しかし、《死神》にニラまれた者は、たとえ無罪放免になったとしても、《死神》の手によって“始末”されてしまうといわれている。
バンジークスの立つ法廷の被告人は、そういった疑う余地のない“極悪人”ばかりであるため、《死神》の存在は犯罪抑止力に繋がるとされている。実際に、倫敦で起こる“重大犯罪”の件数が、劇的に減ったという。
バンジークス自身、《死神》の名の重みに耐えかねて、大法廷から遠ざかったこともあったが、その名が栄誉なるものであるならば、それを喜んで受け入れると語っている。
また、彼自身が《無罪》となった被告人のイノチを奪っているという可能性も疑われたようだが、《倫敦警視庁》の捜査により法廷外で命を落とした者の死とは《無関係》とされており、彼自身は「ただ《死神》を演じているだけのただの人間」とされている。
しかし、彼が《神》のような力を振るって人々を死に至らしめているのではないかと考える者もいるらしく、その非業の死を恨んで襲撃されることもあるという。
腕の立つ人物であるため、「めったなことで、おめおめとやられたりはしない」と言われているものの、これまで何度もこのように襲撃されていることに対して、彼のことを心配する声も存在する。
活躍
- 第3話
検事としての“名声”を捨てて法廷から姿を消していたが、5年の時を経て大法廷への“帰還”を果たす。
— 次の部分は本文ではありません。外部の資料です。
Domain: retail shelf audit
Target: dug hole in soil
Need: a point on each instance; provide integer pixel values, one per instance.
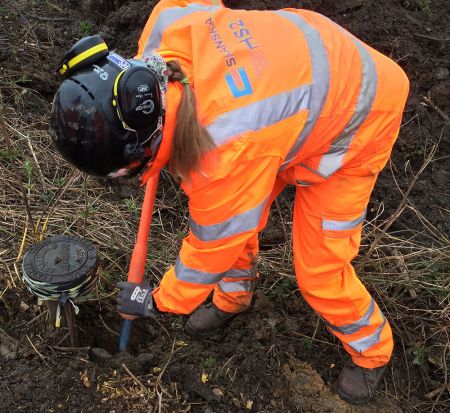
(278, 357)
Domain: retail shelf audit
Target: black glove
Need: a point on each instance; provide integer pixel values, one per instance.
(136, 299)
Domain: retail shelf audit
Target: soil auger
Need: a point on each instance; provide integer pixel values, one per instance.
(139, 256)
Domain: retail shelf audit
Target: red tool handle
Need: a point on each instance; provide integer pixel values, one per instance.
(139, 256)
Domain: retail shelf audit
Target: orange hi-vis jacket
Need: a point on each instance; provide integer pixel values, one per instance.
(286, 95)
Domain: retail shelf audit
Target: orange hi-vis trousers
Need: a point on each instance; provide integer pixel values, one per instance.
(288, 97)
(327, 226)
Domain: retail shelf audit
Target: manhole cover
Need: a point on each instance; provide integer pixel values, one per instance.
(61, 261)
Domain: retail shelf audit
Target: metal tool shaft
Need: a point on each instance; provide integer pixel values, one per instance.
(139, 256)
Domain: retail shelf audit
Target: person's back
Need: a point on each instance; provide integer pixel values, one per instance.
(289, 84)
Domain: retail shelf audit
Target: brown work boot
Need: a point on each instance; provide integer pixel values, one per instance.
(357, 384)
(208, 322)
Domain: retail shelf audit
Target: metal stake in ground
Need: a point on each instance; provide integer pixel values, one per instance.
(58, 270)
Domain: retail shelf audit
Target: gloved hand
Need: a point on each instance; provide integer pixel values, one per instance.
(136, 299)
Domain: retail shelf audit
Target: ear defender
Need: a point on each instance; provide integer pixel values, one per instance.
(136, 97)
(82, 54)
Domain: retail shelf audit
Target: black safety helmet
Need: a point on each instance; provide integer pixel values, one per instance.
(107, 113)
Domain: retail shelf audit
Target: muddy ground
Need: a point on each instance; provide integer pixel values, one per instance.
(278, 357)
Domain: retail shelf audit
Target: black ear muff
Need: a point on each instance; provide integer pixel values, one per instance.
(137, 95)
(82, 54)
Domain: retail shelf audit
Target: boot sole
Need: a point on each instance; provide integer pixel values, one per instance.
(206, 337)
(349, 400)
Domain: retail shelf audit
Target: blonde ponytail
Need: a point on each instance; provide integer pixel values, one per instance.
(191, 140)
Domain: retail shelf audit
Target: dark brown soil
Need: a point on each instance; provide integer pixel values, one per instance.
(277, 358)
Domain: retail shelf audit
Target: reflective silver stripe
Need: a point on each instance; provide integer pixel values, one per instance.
(237, 224)
(320, 79)
(190, 275)
(233, 273)
(329, 224)
(332, 161)
(354, 327)
(169, 16)
(365, 343)
(259, 114)
(237, 286)
(303, 183)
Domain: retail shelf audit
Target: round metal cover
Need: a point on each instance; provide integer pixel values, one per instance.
(60, 260)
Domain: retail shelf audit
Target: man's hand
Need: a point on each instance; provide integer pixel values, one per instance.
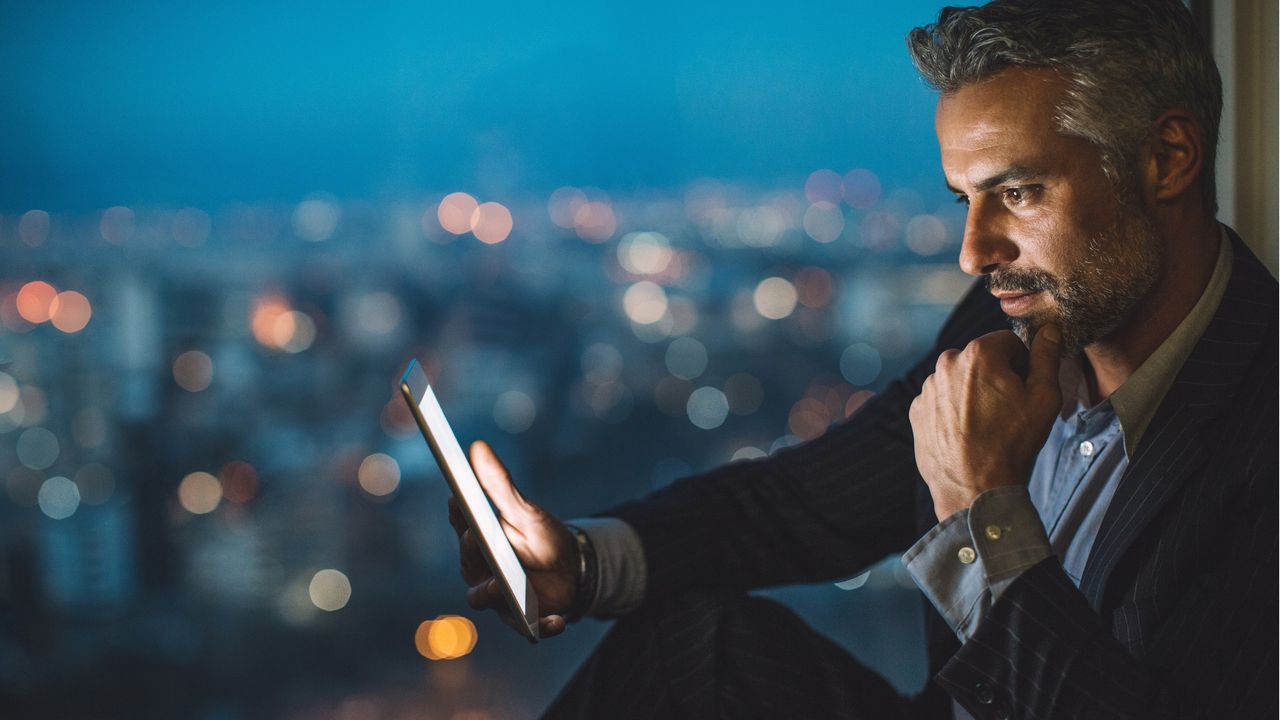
(543, 545)
(978, 424)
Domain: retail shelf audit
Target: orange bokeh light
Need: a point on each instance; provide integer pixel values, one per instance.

成歩堂は偶然にも大英帝国での初公判でその《死神》の“復活”に立ち会うこととなるのだが、ここから2人の“因縁”の《闘い》が始まることとなる。
- 第4話以降
第3話の裁判以降、成歩堂が弁護席に立つ裁判では、事件の大小を問わず法廷に姿を現すようになり、お互いに幾度となく言葉を交わすこととなる。
これまでと違い、単純に見える事件も扱っていることから、それに対して疑問を抱く倫敦市民も多く、倫敦の新聞ではこれらの事件について大々的に報道されている。
彼曰く、法廷に戻ってきた本当の理由は、
かつて彼自身が絶対の信頼を寄せ、そして裏切った《日本人》の“正体”を成歩堂たちを通じて確かめるため
だったとのこと。
「過去の《日本人》の裏切りの記憶」と「弁護士として被告人を最後まで信じ抜く《日本人》の姿」との間に奇妙な感覚を抱きつつ、第5話終盤では、その弁護士との出会いの“意味”について、自分なりに考えてみようと言い残し、法廷をあとにした。
大逆転裁判2
前作では法廷での活躍の様子が語られることが多かったが、今作では事件現場や彼の執務室で彼の話を聞くことができるようになる。
前作にはいなかった彼の“従者”の話の他、倫敦大学時代の話や10年前の大事件への関与など、彼の“過去”についても判明し、彼に付きまとう《死神》の謎についても迫っていくこととなる。
- 倫敦大学時代
彼が“検事”の道を歩み始めるよりも以前、倫敦大学で法律学を勉強していた。科学者のベンジャミン・ドビンボーは彼の同級生であり、こころざす道は違えどフシギに気が合った数少ない友人だったという。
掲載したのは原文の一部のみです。